5. Strengths and Limitations

In this paper, we included multiple endpoints to provide a comprehensive overview of the effects of ginseng on cardiometabolic parameters in individuals with prediabetes and T2DM. Both parallel and crossover randomized trials written in the English language were included. Additionally, we conducted dose-response and meta-regression analyses to assess the association between pooled effect size, dosage, and duration of ginseng supplementation. Subgroup analyses were also conducted to further explore each listed outcome’s results.
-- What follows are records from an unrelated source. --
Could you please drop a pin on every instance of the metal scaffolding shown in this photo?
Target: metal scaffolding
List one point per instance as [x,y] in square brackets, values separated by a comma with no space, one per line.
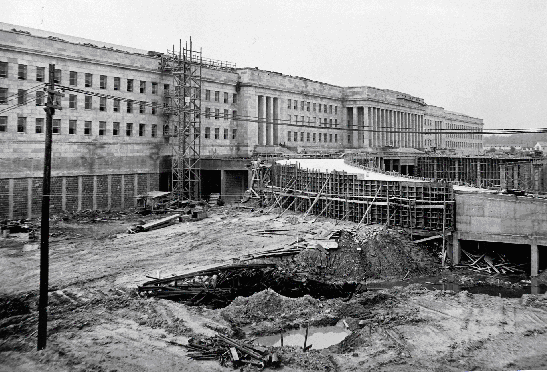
[183,107]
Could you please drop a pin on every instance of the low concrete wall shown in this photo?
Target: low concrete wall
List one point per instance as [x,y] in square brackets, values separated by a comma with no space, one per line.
[501,218]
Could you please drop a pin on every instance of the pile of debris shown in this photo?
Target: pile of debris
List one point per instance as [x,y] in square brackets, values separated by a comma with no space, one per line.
[217,287]
[489,264]
[227,350]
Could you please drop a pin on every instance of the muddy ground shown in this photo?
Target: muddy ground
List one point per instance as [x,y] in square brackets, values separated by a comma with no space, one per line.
[97,322]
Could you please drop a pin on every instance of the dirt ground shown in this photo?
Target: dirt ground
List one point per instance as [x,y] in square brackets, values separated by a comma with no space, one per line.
[97,322]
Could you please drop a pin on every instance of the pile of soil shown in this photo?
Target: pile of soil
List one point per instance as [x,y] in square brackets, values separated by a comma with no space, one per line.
[374,252]
[272,307]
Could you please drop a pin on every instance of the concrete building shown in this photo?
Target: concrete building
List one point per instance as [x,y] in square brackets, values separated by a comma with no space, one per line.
[109,149]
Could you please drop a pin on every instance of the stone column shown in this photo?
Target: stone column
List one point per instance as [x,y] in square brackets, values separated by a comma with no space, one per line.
[269,134]
[261,117]
[276,123]
[534,262]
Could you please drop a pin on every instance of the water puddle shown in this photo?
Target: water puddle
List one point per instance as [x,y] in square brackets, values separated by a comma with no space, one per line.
[318,337]
[436,283]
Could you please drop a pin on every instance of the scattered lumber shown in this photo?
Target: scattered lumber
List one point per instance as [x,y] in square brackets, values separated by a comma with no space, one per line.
[154,224]
[485,263]
[227,350]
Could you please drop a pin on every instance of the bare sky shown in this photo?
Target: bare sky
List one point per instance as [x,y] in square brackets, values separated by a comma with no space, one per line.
[487,59]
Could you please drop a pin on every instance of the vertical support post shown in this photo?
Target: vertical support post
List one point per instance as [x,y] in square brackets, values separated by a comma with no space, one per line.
[44,233]
[456,248]
[534,258]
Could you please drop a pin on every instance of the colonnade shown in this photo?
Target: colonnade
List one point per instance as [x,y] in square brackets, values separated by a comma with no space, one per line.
[268,120]
[386,127]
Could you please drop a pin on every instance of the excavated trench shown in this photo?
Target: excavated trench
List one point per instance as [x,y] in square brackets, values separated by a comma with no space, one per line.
[217,288]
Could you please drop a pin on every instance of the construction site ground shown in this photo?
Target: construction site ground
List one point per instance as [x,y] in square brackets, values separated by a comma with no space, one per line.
[97,321]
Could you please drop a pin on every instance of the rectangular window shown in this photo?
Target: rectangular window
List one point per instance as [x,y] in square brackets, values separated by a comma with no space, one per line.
[22,72]
[3,96]
[57,76]
[72,125]
[56,128]
[39,125]
[88,102]
[87,128]
[4,70]
[40,96]
[73,78]
[21,97]
[102,82]
[21,124]
[40,73]
[102,128]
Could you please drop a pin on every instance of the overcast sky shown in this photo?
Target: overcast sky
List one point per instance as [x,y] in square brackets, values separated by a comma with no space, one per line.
[487,59]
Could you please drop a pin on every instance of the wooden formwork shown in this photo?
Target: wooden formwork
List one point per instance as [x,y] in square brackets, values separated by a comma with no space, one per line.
[407,204]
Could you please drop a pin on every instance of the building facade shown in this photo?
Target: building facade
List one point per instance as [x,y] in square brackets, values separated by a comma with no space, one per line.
[112,137]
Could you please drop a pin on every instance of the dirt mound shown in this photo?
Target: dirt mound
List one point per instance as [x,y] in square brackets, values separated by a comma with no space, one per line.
[372,252]
[270,306]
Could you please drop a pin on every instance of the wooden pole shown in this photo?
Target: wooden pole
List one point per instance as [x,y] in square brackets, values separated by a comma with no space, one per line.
[44,232]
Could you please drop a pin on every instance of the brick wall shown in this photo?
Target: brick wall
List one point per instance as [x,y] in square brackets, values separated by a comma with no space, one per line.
[4,198]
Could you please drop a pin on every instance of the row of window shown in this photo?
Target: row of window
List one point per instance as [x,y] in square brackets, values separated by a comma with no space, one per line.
[74,76]
[313,121]
[75,127]
[225,98]
[311,137]
[312,106]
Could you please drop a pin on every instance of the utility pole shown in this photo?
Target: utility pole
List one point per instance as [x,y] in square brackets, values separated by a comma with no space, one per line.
[44,231]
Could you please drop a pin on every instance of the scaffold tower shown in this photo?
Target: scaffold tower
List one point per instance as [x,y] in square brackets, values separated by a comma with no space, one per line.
[183,108]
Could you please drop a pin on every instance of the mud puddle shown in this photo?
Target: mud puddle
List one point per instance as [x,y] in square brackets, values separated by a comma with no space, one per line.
[318,337]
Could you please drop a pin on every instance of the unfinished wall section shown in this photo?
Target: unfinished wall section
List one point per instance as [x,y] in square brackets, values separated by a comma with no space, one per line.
[414,205]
Finally, we graded the overall certainty of evidence across the studies according to the GRADE guidelines. Despite the above strengths, the present study is not without limitations. First, the sample sizes of the included studies were also relatively small, with only one study including more than 100 participants. Second, relatively half of the studies were conducted in Asia, limiting generalizability. Third, some factors, such as duration of diabetes and smoking status, may influence the cardiovascular risk and should also be considered confounders, but were not included in the analysis due to poor reporting of these variables. Fourth, statistical heterogeneity is apparent in our analysis. This may be attributed to the poor methodological quality and/or differences in treatment regimens (doses/durations) or the ginseng type used.

6. Conclusions

This meta-analysis suggests that ginseng can improve cardiometabolic outcomes in individuals with prediabetes and type 2 diabetes. These results may provide important information to health agencies in formulating future guidelines for the use of ginseng in managing diabetes and the associated risk factors and preventing the progression of prediabetes. However, large-scale, well-designed RCTs should be performed to further verify these findings in the future.